Written by Roland Barthes, a French literary theorist, philosopher and linguist, the slim book is really a dictionary of words, scenes and emotions that a lover will go through when interacting with his loved object. Yes, it is peppered with philosophical terms like “loved object,” and sometimes the sentence structure Barthes uses (or, more accurately, employed by translator Richard Howard) can be tedious. But unlike most philosophical texts — which can be a jumble of jargon forming baffling theorems — there are so many recognizable emotions and inner monologues uttered by the lover, that you might find yourself underlining and dog-earring pages while whispering “yes.”
The lover’s neurosis unfolding on these pages is not the same as the one in movies that recites Corinthians 13:4-8. In reality, the lover is not patient, and he is not necessarily kind. In fact, he’s usually Waiting (one of Barthes’ defined terms) by the phone, wracked with Jealousy, wondering if he could ever understand The Unknowable about his loved object, and contemplating Ideas of Suicide. If all this sounds over-dramatic, then you’ve either never loved — whatever that word means, really, especially in the context of Barthes — or you are an equal (and therefore, very, very lucky.)

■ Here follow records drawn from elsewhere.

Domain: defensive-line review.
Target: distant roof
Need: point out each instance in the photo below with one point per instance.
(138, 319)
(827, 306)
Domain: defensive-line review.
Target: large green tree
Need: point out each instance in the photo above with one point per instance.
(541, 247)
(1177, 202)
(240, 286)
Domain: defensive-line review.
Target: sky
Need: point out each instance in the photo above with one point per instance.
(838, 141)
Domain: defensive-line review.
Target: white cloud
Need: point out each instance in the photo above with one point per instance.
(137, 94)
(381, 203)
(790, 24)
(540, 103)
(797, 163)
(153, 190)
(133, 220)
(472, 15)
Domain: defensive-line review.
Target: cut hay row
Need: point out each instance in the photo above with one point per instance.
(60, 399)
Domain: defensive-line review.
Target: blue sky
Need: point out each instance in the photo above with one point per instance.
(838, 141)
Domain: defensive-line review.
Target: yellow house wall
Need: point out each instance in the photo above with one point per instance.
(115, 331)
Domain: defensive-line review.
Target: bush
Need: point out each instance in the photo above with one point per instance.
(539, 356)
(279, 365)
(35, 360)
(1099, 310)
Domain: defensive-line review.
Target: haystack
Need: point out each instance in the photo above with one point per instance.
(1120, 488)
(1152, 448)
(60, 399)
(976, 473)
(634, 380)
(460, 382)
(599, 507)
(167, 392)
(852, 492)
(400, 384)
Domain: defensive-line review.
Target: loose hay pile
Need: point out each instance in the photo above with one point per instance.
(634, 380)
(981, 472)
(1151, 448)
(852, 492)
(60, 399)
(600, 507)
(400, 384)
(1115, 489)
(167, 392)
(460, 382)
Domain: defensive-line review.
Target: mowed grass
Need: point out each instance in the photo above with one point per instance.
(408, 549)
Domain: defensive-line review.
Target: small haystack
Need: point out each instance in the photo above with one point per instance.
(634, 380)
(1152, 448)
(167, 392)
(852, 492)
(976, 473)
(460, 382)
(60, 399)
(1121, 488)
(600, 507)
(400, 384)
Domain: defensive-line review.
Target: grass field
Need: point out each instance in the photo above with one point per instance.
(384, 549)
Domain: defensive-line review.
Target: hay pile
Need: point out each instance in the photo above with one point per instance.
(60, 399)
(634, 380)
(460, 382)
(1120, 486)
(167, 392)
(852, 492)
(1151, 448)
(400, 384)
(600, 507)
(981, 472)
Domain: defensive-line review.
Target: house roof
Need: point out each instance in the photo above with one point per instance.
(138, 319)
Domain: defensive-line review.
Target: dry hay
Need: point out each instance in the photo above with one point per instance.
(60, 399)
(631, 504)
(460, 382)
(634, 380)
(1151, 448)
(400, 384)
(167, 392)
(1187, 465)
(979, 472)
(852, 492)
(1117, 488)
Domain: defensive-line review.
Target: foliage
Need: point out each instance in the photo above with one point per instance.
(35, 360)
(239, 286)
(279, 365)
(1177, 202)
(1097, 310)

Barthes charts the glorious beginning of a love affair, maps out the feelings that goes through a lover’s mind when a prospective loved object makes contact — even the slightest touch — and how dissects every interaction is imbued with meaning. He even breaks down the words “I love you.” Reading this actually broke me a little, because it made me wonder what is going through my mind, or my boyfriend’s mind, when we say those words to each other.
The word (the word-as-sentence) has a meaning only at the moment I utter it; there is no other information in it but its immediate saying: no reservoir, no armory of meaning.
Or more to the point,
“I speak so that you may answer.”
The lover is also often caught in an endless cycle of suspicion and blame, wondering if the feelings of his loved object are true. In defining the word Monstrous, Barthes writes about the realization the lover has of himself, “that he is imprisoning the loved object in a net of tyrannies: he has been pitiable, now he becomes monstrous.”

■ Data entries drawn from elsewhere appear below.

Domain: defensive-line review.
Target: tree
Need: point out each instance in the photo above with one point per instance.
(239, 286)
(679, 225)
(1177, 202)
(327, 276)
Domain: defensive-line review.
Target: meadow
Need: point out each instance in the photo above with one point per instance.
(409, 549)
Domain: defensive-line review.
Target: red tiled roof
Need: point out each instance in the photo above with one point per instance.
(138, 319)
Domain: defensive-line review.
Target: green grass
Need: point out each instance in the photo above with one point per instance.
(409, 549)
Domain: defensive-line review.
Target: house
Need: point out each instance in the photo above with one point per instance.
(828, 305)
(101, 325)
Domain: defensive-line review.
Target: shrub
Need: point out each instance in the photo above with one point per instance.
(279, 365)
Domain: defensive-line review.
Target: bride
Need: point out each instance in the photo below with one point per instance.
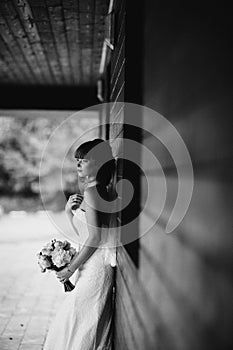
(84, 321)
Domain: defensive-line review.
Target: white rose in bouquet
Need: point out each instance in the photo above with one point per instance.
(55, 255)
(61, 257)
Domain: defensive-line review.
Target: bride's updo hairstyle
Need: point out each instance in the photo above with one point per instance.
(100, 151)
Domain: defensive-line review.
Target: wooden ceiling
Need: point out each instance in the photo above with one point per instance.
(51, 42)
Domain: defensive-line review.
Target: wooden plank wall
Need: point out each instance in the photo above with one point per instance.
(115, 84)
(180, 296)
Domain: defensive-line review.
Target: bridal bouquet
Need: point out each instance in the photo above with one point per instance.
(56, 255)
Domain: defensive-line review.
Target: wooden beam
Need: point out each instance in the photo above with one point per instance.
(51, 98)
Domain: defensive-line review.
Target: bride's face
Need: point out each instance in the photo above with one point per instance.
(86, 167)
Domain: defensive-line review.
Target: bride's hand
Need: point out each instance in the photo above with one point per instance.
(74, 200)
(64, 274)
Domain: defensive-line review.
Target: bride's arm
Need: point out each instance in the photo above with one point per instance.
(74, 199)
(91, 244)
(93, 240)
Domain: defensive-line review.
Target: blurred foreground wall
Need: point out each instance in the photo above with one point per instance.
(180, 295)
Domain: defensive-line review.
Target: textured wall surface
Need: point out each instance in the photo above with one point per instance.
(180, 295)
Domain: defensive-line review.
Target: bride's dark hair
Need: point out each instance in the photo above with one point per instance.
(100, 151)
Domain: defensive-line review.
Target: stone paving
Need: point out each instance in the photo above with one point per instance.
(28, 298)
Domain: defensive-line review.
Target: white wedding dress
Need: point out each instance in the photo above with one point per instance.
(84, 320)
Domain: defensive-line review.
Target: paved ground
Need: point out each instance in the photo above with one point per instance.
(28, 298)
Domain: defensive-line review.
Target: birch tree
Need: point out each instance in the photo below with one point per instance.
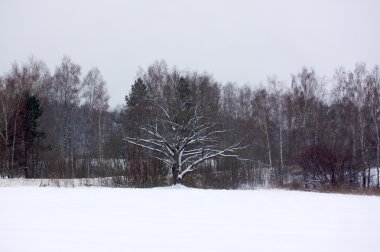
(180, 134)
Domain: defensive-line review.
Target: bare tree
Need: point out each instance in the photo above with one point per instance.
(183, 146)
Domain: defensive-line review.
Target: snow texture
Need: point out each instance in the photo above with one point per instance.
(162, 219)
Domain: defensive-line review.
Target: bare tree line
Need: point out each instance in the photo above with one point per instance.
(185, 127)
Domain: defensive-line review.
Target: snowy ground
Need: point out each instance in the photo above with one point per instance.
(106, 219)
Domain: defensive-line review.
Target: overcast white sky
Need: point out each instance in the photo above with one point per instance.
(242, 41)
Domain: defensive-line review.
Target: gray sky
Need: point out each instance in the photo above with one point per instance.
(242, 41)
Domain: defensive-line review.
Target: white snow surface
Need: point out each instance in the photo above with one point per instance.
(162, 219)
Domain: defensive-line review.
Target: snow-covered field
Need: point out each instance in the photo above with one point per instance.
(171, 219)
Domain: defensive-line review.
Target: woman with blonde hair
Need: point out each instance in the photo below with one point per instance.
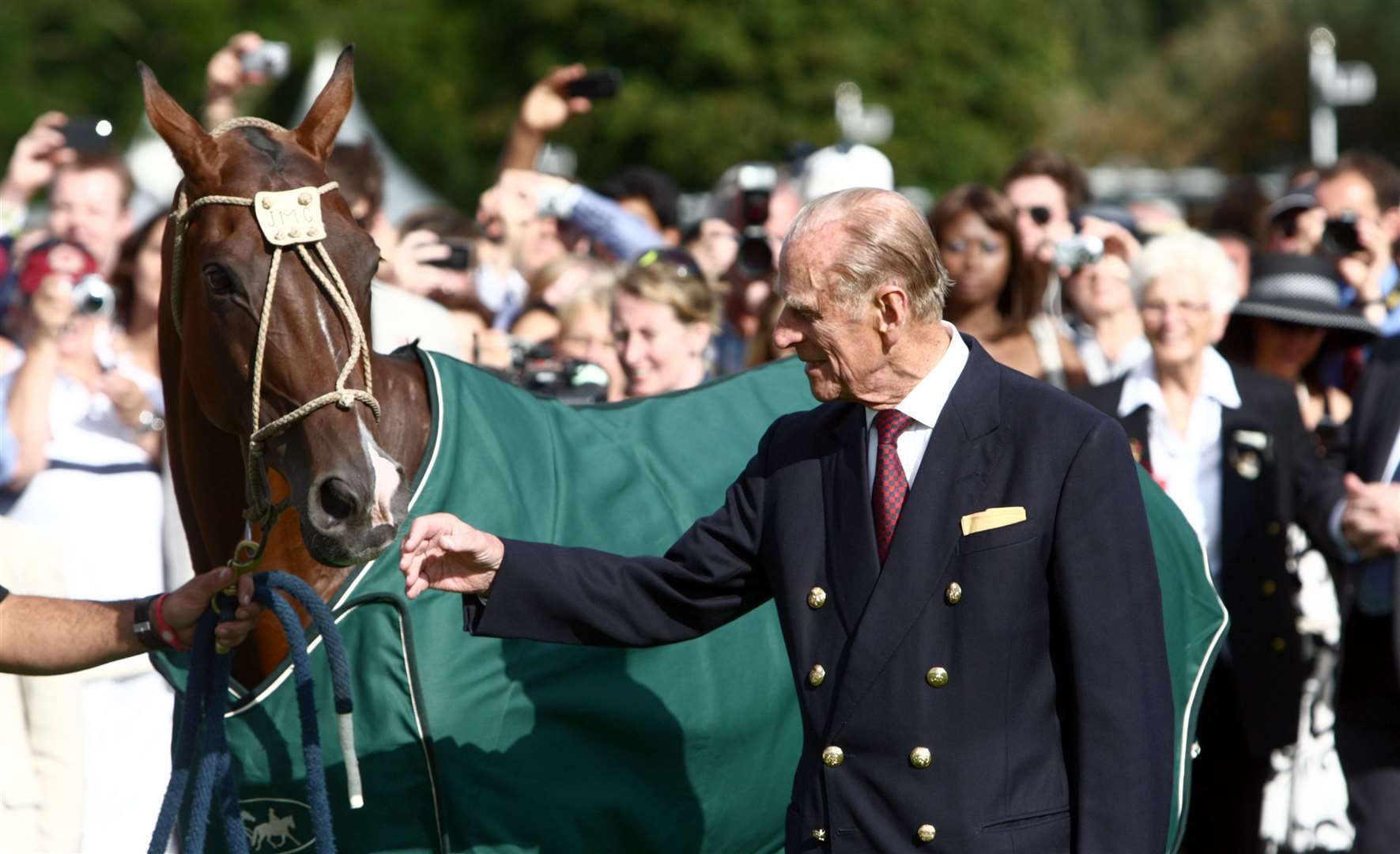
(664, 316)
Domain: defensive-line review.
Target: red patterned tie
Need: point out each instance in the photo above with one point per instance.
(889, 488)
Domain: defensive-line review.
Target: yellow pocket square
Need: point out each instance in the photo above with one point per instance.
(993, 517)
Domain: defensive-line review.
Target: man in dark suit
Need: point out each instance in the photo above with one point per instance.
(1368, 693)
(960, 559)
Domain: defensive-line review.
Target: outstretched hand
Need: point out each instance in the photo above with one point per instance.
(446, 554)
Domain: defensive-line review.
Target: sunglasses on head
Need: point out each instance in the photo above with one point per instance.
(1039, 214)
(679, 259)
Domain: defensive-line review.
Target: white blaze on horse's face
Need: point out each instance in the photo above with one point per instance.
(385, 479)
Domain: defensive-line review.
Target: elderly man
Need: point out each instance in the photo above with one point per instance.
(960, 559)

I who love am undesirable, consigned to the category of the bores: the ones who bear down too hard, who irritate, encroach, complicate, demand, intimate (or more simply: those who speak). I have monumentally deceived myself.
As I thumbed through the chapters, seeing so many clear images of myself, I wondered why Barthes never provided any sort of panacea to the lover. After all, for someone who’s so good at pinpointing the symptoms, can’t he also give us a how-to guide?

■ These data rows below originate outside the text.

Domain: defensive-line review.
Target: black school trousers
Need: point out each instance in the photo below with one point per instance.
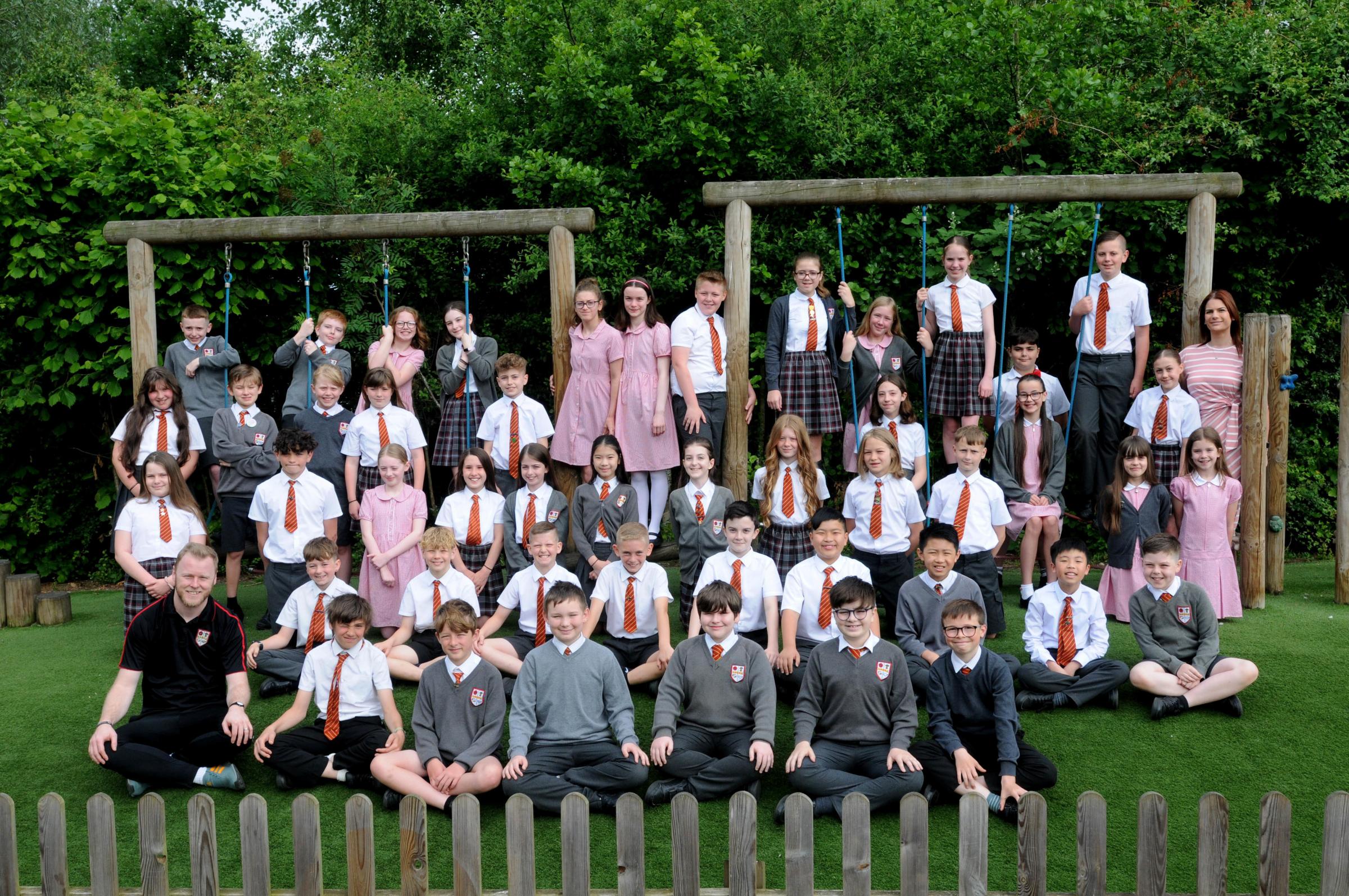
(169, 748)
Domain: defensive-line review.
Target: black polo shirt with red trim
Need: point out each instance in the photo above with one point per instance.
(183, 663)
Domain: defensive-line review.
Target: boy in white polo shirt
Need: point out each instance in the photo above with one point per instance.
(807, 613)
(356, 699)
(416, 645)
(302, 624)
(525, 590)
(637, 594)
(976, 506)
(292, 509)
(752, 574)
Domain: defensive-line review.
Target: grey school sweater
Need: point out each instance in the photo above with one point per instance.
(292, 355)
(858, 701)
(1166, 639)
(918, 618)
(734, 694)
(570, 699)
(250, 463)
(447, 722)
(975, 708)
(206, 392)
(696, 543)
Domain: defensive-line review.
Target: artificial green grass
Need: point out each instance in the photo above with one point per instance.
(1292, 740)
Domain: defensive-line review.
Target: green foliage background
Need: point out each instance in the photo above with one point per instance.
(159, 108)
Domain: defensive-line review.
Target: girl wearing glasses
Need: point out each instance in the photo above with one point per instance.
(1030, 463)
(590, 400)
(804, 331)
(401, 350)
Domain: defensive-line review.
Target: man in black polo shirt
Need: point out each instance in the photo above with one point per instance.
(193, 719)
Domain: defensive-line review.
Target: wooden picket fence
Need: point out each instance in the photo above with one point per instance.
(744, 871)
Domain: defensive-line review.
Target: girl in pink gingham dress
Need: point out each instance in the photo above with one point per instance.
(393, 519)
(590, 402)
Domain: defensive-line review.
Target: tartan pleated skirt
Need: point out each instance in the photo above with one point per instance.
(134, 595)
(474, 558)
(787, 546)
(452, 439)
(954, 379)
(810, 392)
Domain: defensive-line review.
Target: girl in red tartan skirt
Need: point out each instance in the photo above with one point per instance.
(962, 356)
(152, 531)
(804, 331)
(790, 490)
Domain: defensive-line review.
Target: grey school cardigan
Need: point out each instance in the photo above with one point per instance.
(698, 541)
(1008, 477)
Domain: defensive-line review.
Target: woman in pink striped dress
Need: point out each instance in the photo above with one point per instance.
(1213, 373)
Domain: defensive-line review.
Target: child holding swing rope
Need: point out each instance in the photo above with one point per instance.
(959, 312)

It wasn’t until close to the end that I finally understood that this wasn’t a book about love; it’s about unrequited love, about not being fully loved back, and even about not loving yourself enough to stop seeking your self-worth in your lover. It’s a cautionary tale; more terrifyingly, it’s a how-to guide to identify what you go through when you are not loved, not the way you yearn to be. In the chapter about Signs — or rather, The Uncertainty of Signs — Barthes writes about how the lover would seek constant approval but have no system of definitions of signs to discover if the other loves him.
I look for signs, but of what? What is the object of my reading? Is it: am I loved (am I loved no longer, am I still loved)? Is it my future that I am trying to read, deciphering in what is inscribed the announcement of what will happen to me…. Isn’t it rather, all things considered, that I remain suspended on this question, whose answer I tirelessly seek in the other’s face: What am I worth?
This is not an easy book to read. Barthes is so good, so articulate, so in my head (in my head) that it pains me to recognize bits of myself in A Lover’s Discourse. I looked up the book after I was done, and this Buzzfeed story came up; the title (“Why I Ended a Perfectly Fine Relationship”) should tell you everything. It’s always a strange thing when the very qualities that make a book phenomenal are the same ones that lead me to say, “You will not enjoy this.”